Ник опустился на пол рядом с дверью ангара, погладил кулон и выключил его. Прижал к губам и опустил вниз. Темная поверхность погасшего кулона слегка блеснула при ярком свете ангарных ламп.
– Откуда у тебя этот кулон? – спросила Эмма.
Ее все больше интересовал странный и далекий мир Ника.
– Наследство. Достался от предков. Раньше кулон был другим и показывал изображения. Но после мы научились его включать. Это кулон Люка. Он может быть ключом, запускающим машины на моей планете. И может быть блокиратором. Это сильная штука, понимаешь?

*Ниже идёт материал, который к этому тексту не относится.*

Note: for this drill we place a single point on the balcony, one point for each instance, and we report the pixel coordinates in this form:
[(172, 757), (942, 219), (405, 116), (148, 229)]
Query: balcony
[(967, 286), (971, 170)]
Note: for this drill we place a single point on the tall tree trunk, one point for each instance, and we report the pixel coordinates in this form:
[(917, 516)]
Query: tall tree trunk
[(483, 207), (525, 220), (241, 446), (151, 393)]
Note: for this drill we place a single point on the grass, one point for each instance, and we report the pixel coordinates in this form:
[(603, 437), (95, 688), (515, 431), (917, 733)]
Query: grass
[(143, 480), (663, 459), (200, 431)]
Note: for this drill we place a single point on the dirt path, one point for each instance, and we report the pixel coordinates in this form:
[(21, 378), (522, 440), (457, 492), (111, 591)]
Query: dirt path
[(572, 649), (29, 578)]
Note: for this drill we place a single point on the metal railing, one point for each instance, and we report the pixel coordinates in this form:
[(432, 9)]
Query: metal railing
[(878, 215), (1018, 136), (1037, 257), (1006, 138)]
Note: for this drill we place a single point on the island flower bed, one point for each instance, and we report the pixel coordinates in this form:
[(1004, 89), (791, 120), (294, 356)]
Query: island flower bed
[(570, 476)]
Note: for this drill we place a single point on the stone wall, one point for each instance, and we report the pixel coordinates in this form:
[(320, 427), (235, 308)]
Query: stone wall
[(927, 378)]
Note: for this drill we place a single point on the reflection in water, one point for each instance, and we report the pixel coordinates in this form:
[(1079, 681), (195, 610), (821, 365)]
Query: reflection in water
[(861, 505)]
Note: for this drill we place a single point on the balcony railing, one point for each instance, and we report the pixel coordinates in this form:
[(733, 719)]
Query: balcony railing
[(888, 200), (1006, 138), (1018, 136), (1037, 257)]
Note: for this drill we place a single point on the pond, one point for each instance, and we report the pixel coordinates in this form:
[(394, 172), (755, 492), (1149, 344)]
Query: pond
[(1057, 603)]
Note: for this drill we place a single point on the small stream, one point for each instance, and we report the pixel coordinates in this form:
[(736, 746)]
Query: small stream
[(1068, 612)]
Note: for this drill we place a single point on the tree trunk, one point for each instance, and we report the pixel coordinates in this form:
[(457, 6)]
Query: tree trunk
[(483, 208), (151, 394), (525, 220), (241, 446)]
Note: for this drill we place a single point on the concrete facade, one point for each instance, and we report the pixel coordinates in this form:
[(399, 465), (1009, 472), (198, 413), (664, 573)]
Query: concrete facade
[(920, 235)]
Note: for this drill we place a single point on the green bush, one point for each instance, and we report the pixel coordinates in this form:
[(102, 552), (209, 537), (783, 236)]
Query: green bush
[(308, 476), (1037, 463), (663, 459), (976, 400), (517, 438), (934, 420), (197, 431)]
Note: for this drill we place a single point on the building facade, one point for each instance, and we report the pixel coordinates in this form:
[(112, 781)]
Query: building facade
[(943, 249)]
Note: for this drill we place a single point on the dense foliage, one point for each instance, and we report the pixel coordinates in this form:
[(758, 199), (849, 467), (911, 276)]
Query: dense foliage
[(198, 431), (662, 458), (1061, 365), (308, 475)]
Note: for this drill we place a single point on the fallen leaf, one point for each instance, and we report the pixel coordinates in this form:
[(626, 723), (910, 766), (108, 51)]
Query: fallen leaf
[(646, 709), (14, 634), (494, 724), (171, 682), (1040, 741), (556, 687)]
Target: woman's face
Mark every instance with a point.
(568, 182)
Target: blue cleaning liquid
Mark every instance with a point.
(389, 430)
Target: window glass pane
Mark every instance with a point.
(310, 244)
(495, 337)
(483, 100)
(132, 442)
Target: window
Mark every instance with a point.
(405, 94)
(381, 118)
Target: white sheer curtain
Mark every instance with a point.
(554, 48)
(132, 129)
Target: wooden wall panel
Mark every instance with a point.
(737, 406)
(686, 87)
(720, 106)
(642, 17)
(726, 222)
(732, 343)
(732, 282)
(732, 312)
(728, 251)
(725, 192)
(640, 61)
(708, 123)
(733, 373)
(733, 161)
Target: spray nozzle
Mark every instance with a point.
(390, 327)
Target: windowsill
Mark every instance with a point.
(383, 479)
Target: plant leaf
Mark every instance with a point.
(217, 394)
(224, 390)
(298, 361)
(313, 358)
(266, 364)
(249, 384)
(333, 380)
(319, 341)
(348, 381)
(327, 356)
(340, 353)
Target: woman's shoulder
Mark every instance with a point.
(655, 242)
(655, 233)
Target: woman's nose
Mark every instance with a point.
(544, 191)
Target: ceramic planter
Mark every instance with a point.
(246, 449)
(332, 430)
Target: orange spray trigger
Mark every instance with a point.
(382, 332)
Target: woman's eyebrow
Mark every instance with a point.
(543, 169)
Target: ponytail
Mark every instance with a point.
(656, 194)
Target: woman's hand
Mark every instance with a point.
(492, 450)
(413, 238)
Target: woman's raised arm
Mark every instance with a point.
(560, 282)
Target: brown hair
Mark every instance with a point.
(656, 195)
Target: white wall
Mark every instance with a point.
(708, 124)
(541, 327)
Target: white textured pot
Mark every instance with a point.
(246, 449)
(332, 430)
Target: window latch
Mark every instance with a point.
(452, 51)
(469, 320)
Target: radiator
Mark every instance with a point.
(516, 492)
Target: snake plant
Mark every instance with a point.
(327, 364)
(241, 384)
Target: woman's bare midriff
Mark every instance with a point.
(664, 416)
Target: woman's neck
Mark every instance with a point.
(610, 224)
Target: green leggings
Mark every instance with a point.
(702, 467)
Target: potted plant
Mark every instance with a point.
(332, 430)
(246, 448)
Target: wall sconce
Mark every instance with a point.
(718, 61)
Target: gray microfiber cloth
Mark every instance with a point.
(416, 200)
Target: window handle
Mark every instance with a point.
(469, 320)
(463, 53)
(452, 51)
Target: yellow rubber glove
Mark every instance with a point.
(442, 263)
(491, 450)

– Конечно. Значит, вы такие не умеете больше делать?
– Мы многого не умеем. Мой народ, такие, как я, мои дяди, мой дед, – все они живут и жили раньше в палатках. Разводят таких больших рогатых зверей, которые дают… Мм… как это правильно называется… белая такая жидкость, понимаешь? Вкусная, которую пьют.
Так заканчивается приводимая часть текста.